No sonho, Zalengo viu a lágrima brotar dos olhos de sua avó e os outros também choraram e ele teve ímpetos de soluçar, mas ela o calou com sua voz dura e nobre...

"-Dos barcos desceram enxames de brancos que nos caçaram com armas de fogo... os que não morreram ou resistiram até a morte foram presos e acorrentados, mãe presa à filha, genro ao sogro, filho à nora, todos juntos... Fomos todos ao fundo dos negros navios, malcheirosos porões onde escorria nosso sangue e se quebrava nossa alma no banzo de nossa perdição..."

Zalengo viu sua avó evaporando...Sua voz se tornava mais fraca à medida que ela falava e ele mal divisava seus lábios...

"-Chegamos aqui em navios, os muitos que morreram no caminho eram jogados em valas e queimados feito bonecos de palha... E nós, os sobreviventes, éramos vendidos como mulas a donos de engenhos de cana..."

Zalengo agora já não via sua avó. Apenas ouvia sua voz que parecia um trovão distante, a lhe lembrar de onde vinha sua raiva, de onde vinham seu medo e tristeza, de onde vinha sua angústia.

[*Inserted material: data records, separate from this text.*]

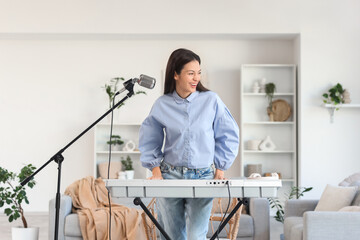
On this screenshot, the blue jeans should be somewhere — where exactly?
[157,162,214,240]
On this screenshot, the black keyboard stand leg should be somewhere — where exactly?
[210,198,247,240]
[134,197,171,240]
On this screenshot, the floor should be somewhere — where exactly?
[0,213,282,240]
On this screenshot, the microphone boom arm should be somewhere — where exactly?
[20,78,136,240]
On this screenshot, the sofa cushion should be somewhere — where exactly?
[339,172,360,187]
[290,223,304,240]
[64,213,82,237]
[284,217,303,239]
[339,206,360,212]
[207,214,254,238]
[315,184,357,211]
[350,181,360,206]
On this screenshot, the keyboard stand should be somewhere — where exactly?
[134,197,248,240]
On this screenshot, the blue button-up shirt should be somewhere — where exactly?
[139,91,239,170]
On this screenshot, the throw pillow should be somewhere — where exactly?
[339,206,360,212]
[350,181,360,206]
[339,172,360,187]
[315,184,357,211]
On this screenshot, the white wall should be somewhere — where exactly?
[0,0,360,211]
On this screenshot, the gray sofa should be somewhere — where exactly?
[49,195,270,240]
[284,200,360,240]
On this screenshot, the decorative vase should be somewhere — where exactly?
[269,112,274,122]
[246,164,262,177]
[11,227,39,240]
[343,89,351,103]
[125,170,135,179]
[259,136,276,151]
[118,171,127,180]
[123,140,135,152]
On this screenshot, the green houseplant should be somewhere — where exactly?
[322,83,345,110]
[0,164,36,228]
[121,156,134,171]
[106,135,124,150]
[268,186,312,223]
[121,155,134,179]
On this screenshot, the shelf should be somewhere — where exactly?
[239,64,298,195]
[243,93,294,96]
[322,103,360,123]
[96,151,140,154]
[244,121,294,125]
[323,103,360,108]
[244,150,294,153]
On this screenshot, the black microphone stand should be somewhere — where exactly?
[21,79,135,240]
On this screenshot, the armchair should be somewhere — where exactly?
[49,195,270,240]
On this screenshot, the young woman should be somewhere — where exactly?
[139,49,239,240]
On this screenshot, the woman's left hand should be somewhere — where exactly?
[214,169,226,180]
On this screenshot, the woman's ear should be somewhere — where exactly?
[174,72,179,81]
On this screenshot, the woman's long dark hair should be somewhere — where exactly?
[164,48,209,94]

"-Nosso povo, tão nobre, foi escravizado e humilhado. Trabalhamos como mulas, comemos como porcos e vivemos como ratos apinhados em senzalas... Fomos libertos, tardiamente, mas nossa vida de escravo continua... e sempre continuará, se não voltarmos nossos olhos para nossas origens divinas..."

--E aí??

...Num movimento rápido ela pegou a arma e apontou para o seu raptor que se distraíra. Ele tentou a fuga, mas caiu de borco, escorregando no chão molhado. Ela arrancou com o carro que passou em cima de seu pé esquerdo. Maldita hora em que a fada começara a lhe contar a história. Mas ele se lembrou dos tempos antigos e chorou enquanto mancando, cruzou com a viatura cheia de policiais.